Subject: Re: kswapd continuously active

Hi,

>On Mon, Feb 08 2010, Jan Engelhardt wrote:
>
>> Could it be that there is something synchronize_rcu()-like in the
>> game that-- as a result of how RCU works-- just takes ages with 24
>> VCPUs?
>
>The only synchronize_rcu() involved in the writeback code happens when
>a bdi exits, so you should not hit that. It'll do call_rcu() for work
>completions, but 1) you should not see a lot of work entries, and 2)
>lots of other kernel code will do that, too.
>
>Are you seeing a lot of CPU usage? What does eg perf top -a say?

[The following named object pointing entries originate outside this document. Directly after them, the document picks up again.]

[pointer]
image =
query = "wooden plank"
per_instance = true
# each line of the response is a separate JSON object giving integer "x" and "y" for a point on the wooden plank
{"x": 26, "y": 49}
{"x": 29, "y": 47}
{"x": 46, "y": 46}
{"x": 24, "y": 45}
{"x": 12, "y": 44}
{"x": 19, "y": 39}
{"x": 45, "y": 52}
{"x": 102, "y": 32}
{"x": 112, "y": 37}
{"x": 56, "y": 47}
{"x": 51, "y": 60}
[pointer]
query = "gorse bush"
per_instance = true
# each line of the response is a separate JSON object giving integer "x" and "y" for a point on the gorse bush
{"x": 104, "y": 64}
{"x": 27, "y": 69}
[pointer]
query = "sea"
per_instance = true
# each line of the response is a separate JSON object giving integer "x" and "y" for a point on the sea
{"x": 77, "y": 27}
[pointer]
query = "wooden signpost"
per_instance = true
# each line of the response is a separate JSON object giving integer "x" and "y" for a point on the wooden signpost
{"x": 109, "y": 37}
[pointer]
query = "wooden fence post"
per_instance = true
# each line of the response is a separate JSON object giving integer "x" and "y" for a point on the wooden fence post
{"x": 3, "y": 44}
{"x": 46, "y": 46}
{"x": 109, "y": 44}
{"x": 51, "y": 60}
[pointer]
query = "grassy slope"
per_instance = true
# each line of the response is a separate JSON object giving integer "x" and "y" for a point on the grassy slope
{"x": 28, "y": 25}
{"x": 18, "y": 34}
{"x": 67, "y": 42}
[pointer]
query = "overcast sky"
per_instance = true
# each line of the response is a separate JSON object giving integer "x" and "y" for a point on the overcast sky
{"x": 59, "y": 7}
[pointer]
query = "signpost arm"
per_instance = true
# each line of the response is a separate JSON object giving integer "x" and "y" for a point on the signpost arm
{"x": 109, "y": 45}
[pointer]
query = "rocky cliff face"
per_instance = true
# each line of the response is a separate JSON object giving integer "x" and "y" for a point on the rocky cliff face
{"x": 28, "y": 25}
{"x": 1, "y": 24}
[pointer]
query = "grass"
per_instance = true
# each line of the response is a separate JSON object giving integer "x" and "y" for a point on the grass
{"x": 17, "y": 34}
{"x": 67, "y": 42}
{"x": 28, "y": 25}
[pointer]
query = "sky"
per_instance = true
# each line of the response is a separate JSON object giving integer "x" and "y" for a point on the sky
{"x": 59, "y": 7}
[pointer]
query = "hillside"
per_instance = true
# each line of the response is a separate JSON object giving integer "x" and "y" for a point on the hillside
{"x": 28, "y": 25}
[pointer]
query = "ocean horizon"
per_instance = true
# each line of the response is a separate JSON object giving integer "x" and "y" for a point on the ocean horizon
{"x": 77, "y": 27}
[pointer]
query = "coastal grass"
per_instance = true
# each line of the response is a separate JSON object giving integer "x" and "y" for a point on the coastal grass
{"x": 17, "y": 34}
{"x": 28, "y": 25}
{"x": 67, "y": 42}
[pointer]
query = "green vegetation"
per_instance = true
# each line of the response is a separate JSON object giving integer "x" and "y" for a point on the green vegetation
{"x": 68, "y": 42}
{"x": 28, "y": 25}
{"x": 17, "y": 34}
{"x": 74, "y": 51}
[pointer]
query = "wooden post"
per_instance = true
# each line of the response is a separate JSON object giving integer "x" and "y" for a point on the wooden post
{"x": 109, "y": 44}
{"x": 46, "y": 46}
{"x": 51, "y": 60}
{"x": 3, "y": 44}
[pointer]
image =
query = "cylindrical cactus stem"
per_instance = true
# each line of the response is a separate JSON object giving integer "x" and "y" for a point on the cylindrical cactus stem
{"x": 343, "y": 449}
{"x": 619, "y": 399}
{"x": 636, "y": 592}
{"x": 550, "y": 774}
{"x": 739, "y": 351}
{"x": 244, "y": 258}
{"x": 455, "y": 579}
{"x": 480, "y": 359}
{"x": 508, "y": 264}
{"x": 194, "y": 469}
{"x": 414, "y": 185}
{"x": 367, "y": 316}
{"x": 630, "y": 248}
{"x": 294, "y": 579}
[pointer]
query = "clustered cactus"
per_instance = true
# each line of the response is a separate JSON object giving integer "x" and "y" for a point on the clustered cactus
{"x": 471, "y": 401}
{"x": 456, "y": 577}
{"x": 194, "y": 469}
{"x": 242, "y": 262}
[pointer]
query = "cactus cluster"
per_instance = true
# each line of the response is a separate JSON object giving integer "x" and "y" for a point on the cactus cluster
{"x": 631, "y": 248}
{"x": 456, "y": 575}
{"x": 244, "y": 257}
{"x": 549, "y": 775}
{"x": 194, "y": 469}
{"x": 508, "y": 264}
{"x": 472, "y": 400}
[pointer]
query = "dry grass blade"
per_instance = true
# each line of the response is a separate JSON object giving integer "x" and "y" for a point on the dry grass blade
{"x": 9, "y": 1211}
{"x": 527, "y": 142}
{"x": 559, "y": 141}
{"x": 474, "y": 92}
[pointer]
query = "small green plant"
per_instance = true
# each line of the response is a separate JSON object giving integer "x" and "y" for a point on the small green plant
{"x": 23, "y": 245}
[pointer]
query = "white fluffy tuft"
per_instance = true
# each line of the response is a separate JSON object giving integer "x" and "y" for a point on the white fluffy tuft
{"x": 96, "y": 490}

top - 16:19:42 up 1:02, 3 users, load average: 3.05, 3.87, 3.51
Cpu(s): 0.0%us, 0.2%sy, 0.0%ni, 98.2%id, 1.6%wa, 0.0%hi, 0.0%si, 0.0%st
Mem: 8063800k total, 6676472k used, 1387328k free, 767040k buffers
Swap: 0k total, 0k used, 0k free, 4775464k cached

PID USER PR NI VIRT RES SHR S %CPU %MEM TIME+ COMMAND
26354 root 20 0 3472 1704 1184 R 4 0.0 0:00.33 top
26198 jengelh 20 0 2864 1368 1152 S 4 0.0 0:03.72 watch
574 root 20 0 0 0 0 D 3 0.0 0:52.20 jbd2/sda6-8
312 root 20 0 0 0 0 R 1 0.0 0:29.29 flush-8:0
1 root 20 0 2408 936 808 S 0 0.0 0:01.13 init

When it comes down hard, i.e. when there is always new data arriving
while sys_sync is working, the loadavg is usually in the range of
1.0*CPUs up to 2.0*CPUs. The top dump shown here is after quiescing
writers.

>And what setup is this, I didn't realize you were running a virtualized
>setup?

It is real; but I usually use the term VCPU because this iron has
1 CPU with 6 cores with 24 threads, not 24 CPU (packages).